Antimicrobial stewardship sets a high bar for new drugs, which need to be clearly differentiated from currently marketed products, address patients with the highest medical needs, and be backed by pharmacoeconomic data demonstrating their benefits to patients and the health care system. With the removal of the artificial diagnosis related group, such novel antibiotics should be priced based upon the value they provide to patients and to society, rather than artificially capped to compete on volume with older generic drugs.

The DISARM Act of 2019, if signed into law, would enable my company and others like it avoid an antimicrobial Armageddon and lead the change, empowering physicians and pharmacists — not spreadsheets — to choose the right medicines for their patients. It would strengthen antimicrobial stewardship and reinvigorate antimicrobial research and development. It would also unleash innovation from small and large companies still committed to this space, and perhaps bring new players into the field.

Policy change can be slow and painful at times, but it is necessary if we are to stay ahead of antimicrobial resistance and preserve medicine as we know it — for ourselves and the generations to come.

Manos Perros, Ph.D., is a co-founder of Entasis Therapeutics and serves as its chief executive officer and director.
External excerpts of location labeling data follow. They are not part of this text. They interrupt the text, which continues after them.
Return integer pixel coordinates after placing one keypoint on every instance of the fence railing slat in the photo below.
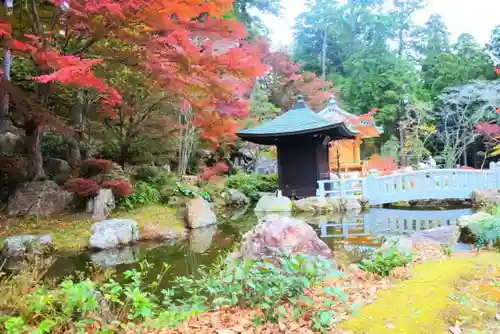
(408, 186)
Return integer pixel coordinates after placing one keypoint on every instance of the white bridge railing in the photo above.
(386, 221)
(412, 186)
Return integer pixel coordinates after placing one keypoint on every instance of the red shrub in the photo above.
(120, 188)
(217, 169)
(94, 167)
(82, 187)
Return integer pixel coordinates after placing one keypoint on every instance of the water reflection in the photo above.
(351, 238)
(379, 222)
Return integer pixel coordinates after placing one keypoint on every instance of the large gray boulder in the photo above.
(276, 235)
(201, 239)
(112, 233)
(318, 205)
(479, 223)
(270, 203)
(101, 205)
(199, 213)
(113, 257)
(17, 246)
(485, 198)
(54, 167)
(235, 197)
(43, 198)
(464, 221)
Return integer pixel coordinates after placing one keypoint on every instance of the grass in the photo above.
(440, 294)
(72, 232)
(156, 215)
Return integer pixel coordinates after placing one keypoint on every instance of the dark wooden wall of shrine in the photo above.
(301, 163)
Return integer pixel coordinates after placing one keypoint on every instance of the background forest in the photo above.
(168, 84)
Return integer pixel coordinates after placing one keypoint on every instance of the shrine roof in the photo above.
(364, 124)
(300, 120)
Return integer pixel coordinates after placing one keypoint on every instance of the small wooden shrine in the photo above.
(301, 137)
(345, 154)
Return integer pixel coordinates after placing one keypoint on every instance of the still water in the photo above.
(350, 237)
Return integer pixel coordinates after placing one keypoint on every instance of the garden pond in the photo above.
(351, 238)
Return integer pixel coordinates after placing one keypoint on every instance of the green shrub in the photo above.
(143, 194)
(73, 306)
(165, 183)
(487, 231)
(252, 184)
(146, 174)
(56, 145)
(384, 262)
(186, 190)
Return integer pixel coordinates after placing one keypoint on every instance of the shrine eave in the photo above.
(333, 131)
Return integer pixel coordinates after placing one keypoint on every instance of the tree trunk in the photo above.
(122, 159)
(7, 63)
(323, 55)
(74, 156)
(33, 151)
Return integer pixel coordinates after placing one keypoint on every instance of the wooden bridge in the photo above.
(389, 221)
(437, 184)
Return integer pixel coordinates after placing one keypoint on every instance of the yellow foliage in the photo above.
(496, 151)
(426, 303)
  • There IS an antibiotic crisis building as drug resistance rises, and as the killer potential increases as we render ourselves helpless. New antimicrobials need to be developed as the risk of endemic infectious spread would also be reduced. And that high risk does not exist with cancer. So the longer the procrastination with antimicrobial development, the more people will die. It is that simple.

    • Essentially the only people getting these infections are immunocompromised. They are from cuts and bowel infections, etc. It is not like a killer TB strain is blowing in the wind and we are all ignoring it. Is the argument that something like MRSA is likely to break into the healthy population and rapidly kill a few million people?
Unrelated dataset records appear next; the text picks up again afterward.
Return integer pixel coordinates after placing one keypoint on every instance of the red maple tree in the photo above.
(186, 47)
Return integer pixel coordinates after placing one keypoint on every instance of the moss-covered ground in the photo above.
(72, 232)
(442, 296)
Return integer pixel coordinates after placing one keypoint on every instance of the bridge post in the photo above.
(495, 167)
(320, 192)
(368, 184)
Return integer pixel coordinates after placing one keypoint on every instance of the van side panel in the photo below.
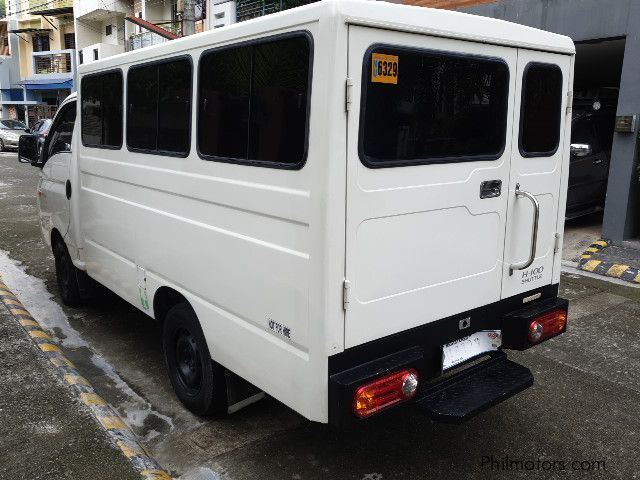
(245, 245)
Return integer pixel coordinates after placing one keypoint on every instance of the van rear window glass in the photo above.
(254, 103)
(541, 110)
(159, 107)
(101, 121)
(421, 106)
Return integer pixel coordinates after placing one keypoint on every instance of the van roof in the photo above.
(370, 13)
(451, 24)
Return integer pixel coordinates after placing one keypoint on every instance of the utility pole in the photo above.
(189, 17)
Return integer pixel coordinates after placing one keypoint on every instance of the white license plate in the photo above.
(455, 353)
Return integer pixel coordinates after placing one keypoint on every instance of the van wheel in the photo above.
(66, 275)
(198, 381)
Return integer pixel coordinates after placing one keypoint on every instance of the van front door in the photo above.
(535, 214)
(55, 187)
(428, 171)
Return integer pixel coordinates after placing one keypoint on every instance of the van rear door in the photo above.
(428, 171)
(536, 171)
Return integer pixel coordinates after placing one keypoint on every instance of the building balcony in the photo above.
(95, 10)
(54, 62)
(148, 38)
(98, 51)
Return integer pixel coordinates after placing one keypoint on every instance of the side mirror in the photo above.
(581, 149)
(28, 149)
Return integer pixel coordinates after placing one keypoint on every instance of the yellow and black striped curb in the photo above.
(104, 413)
(609, 269)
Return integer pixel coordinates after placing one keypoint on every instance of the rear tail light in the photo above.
(547, 325)
(385, 392)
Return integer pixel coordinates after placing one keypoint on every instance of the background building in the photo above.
(39, 69)
(607, 36)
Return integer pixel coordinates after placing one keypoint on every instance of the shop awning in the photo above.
(52, 12)
(29, 30)
(47, 83)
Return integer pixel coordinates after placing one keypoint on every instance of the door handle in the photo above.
(534, 233)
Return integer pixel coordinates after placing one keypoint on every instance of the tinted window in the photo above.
(101, 120)
(253, 102)
(159, 112)
(12, 124)
(541, 110)
(421, 106)
(59, 139)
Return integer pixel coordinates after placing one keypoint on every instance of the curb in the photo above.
(608, 269)
(105, 414)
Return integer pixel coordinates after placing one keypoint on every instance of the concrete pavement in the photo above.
(583, 413)
(45, 432)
  • I must be wrong. How am I wrong?
    Companies are now spending less on antibiotic development and more on other diseases, e.g. cancers. Cancer kills 600k Americans annually, antibiotic resistant infections kill 23k. A cancer drug costs $2B to make, and can cure up to 600k people per year (in the USA) for the rest of eternity. An antibiotic costs $2B to make, and can cure up to 23k people per year for a few years, and then resistance arises and it is useless. Drug companies don’t develop antibiotics because they can save many more lives per dollar (and of course make more money) by targeting cancers over infections.
    Don’t we want to save as many lives as possible per research dollar? Shouldn’t we shun diverting investment from something that saves millions of people to something that saves thousands? How am I wrong?

  • The absolutely praise-worthy effort and practical commitment by the PhD writer and drug developer is direly needed to stave off disasterous resistant infections sprouting up everywhere in the hospital world. This work, with hopefully effective results, is crucial to ensure that hospitals again become institutions where patients truly can get better – as opposed to counting their lucky stars when leaving without a “hospital disease”. And yes , pricing and availability need thorough adaptation to the meaning of “need”. Accolades to this professional, and all others involved with targeting the same patient-saving goals !!!